What have I learned so far, and where do I want go with this? Well, first off, it has taken A Lot Of Time. There is a Part I a Part II and Part III. Hopefully there will be a Part IV.

I hope that those who read this will respond with advice to this noob developer. I spend most of the time in Columbus, Ohio. If you are a developer there, I’d love to get in touch — jxxcarlson at gmail.

Part I. Off and on over the N years of my working life, I had written a bit of code — short bits, first in ancient languages now dead or nearly so, then Lisp, Scheme, C, Objective C, C++, Python, Swift, Ruby, maybe a few more. But they were short programs. The Scripta project, born as Noteshare.io, was different. The code, first written in Rails, gradually became big, then bigger, and finally HUUUGE. At least it was huge for me, a lone novice developer. Not working in my basement, though sometimes it felt that way. By this stage, I had trouble navigating, much less understanding my own code. The Frankenstein was getting off the operating table and coming straight for me, gurgling as it lurched forward. I was no longer in control.

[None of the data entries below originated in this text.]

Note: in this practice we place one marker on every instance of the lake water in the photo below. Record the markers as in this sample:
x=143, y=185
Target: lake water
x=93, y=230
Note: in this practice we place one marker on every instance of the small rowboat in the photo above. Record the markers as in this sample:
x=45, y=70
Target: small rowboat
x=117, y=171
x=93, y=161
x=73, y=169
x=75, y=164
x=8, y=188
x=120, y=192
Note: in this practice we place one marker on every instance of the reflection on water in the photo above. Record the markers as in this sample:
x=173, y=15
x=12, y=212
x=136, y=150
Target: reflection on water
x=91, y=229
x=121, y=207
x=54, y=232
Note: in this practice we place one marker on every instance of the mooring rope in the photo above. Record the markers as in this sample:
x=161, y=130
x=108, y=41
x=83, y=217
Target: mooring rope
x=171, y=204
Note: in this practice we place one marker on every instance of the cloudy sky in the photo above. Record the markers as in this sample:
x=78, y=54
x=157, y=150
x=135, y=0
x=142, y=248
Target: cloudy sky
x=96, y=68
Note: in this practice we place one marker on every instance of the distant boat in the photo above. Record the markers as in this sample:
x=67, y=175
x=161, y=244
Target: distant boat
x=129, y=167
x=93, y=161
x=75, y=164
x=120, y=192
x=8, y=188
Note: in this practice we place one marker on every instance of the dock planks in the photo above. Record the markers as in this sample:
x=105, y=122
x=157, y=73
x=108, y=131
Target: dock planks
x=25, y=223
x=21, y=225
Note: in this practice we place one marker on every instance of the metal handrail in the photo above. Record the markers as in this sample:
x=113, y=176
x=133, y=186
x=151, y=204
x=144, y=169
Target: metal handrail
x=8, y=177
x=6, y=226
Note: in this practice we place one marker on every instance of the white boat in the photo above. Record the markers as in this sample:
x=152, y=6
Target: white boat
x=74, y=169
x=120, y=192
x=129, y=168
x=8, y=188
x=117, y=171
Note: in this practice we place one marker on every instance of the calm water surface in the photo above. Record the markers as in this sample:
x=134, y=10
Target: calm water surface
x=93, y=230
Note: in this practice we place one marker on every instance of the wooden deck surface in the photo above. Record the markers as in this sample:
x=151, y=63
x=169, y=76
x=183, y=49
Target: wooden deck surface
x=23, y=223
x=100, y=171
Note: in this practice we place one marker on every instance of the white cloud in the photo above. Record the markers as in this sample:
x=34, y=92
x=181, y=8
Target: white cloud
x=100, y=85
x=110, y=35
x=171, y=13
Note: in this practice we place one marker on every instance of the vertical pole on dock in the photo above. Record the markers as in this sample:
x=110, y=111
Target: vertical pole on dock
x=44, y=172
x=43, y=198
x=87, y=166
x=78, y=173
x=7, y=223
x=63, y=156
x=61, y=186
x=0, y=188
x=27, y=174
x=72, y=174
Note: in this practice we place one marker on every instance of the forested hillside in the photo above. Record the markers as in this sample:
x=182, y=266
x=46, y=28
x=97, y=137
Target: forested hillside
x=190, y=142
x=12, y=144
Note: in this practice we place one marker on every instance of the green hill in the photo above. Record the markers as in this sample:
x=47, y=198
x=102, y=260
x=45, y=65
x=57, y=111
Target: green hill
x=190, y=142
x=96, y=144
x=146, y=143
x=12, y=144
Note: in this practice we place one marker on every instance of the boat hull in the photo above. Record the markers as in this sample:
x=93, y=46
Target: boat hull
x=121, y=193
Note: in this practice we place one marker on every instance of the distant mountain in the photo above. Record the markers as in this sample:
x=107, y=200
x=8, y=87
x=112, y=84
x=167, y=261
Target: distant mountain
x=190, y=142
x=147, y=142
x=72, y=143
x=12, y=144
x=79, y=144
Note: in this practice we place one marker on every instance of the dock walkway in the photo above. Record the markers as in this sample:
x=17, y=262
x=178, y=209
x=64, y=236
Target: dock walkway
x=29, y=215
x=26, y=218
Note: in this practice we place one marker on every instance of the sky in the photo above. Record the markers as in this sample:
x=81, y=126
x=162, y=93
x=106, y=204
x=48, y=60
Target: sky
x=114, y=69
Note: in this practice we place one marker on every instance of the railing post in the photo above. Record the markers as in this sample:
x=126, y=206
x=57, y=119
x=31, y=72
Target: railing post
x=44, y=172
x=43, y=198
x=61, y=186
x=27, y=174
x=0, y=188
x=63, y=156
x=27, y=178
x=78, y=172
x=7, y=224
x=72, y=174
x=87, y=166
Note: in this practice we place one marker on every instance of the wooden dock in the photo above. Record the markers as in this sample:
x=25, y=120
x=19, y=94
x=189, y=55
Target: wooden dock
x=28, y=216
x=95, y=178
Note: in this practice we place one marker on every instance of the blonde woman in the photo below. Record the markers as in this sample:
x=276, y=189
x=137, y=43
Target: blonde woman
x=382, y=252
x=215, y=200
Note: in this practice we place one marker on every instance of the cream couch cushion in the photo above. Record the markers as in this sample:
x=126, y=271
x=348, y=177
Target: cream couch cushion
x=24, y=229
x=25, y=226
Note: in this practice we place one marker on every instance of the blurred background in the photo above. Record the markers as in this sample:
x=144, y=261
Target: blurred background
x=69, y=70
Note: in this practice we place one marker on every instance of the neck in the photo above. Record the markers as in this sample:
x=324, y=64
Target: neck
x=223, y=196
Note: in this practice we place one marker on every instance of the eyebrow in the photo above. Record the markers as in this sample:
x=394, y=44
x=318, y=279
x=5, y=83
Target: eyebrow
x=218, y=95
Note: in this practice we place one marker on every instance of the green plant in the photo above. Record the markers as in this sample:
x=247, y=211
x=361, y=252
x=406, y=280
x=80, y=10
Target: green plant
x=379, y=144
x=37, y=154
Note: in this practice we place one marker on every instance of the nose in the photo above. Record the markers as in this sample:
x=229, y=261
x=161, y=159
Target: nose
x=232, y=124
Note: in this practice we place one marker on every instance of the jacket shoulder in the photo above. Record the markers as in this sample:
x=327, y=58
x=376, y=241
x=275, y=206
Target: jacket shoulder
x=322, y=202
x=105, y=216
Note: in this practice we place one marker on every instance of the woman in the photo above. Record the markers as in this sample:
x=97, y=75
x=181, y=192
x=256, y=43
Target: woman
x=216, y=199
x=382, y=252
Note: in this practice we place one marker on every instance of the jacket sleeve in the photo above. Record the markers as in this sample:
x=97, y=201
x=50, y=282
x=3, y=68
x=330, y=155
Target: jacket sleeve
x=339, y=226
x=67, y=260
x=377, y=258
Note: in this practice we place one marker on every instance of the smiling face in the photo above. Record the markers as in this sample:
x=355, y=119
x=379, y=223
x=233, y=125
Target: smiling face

Part II. Well, the last few lines are exaggeration for literary effect, but that is what it felt like. I started looking around for a framework other than Rails that was more suited to my needs, limitations, and tastes. After a few days of Googling an Reading, I settled on Hanami, an open source project lead by Luca Guidi. It took a few days to grok its philosophy and style. But from that point on, rewriting the whole project went smoothly, helped along by the truly wonderful Hanami community. My project was in much better technical shape. It was much easier to add new features and improve old ones while keeping the code organized and beautiful. I was a happy developer once again.

Part III. All good so far, but (ahem) what about my user base? It existed, as we mathematicians like to say, but it was small. Minimal perhaps, but definitely not viable. By a stroke of good luck, I had met two young but much more experienced entrepreneurs, J and D, who looked at the site and gave me much needed advice, both technical and human. Part of it can be summarized as Get out of the garage and talk to people. Show them what you are doing. Watch how they use the product. Ask them for advice, and ask them if they know others who might be interested. And they told me about Medium …

I’ve been working on the advice— the usability-for-others part, the talking-to-others part—and already have a few more users. I have a plan — not written, but a strategy that fits in working memory and requires out-of-garage activity. Much, much more to do. But then, with luck and sweat, there will be a Part IV. To be continued.

Lessons learned.

(1) Build one to throw away. I knew the expression, and had even read The Mythical Man Month, a classic from the old days of punched cards and huge rotating disk drives whose wisdom still lives. But when I started, I thought that I was working on the real deal, not one to throw away. For more experienced developers, that is no doubt not needed. But for me it was, and it turned out to be the right decision.

(2) Talk to people. Listen to what they have to say. Thimk about it. Expand your circle of contacts and acquaintances.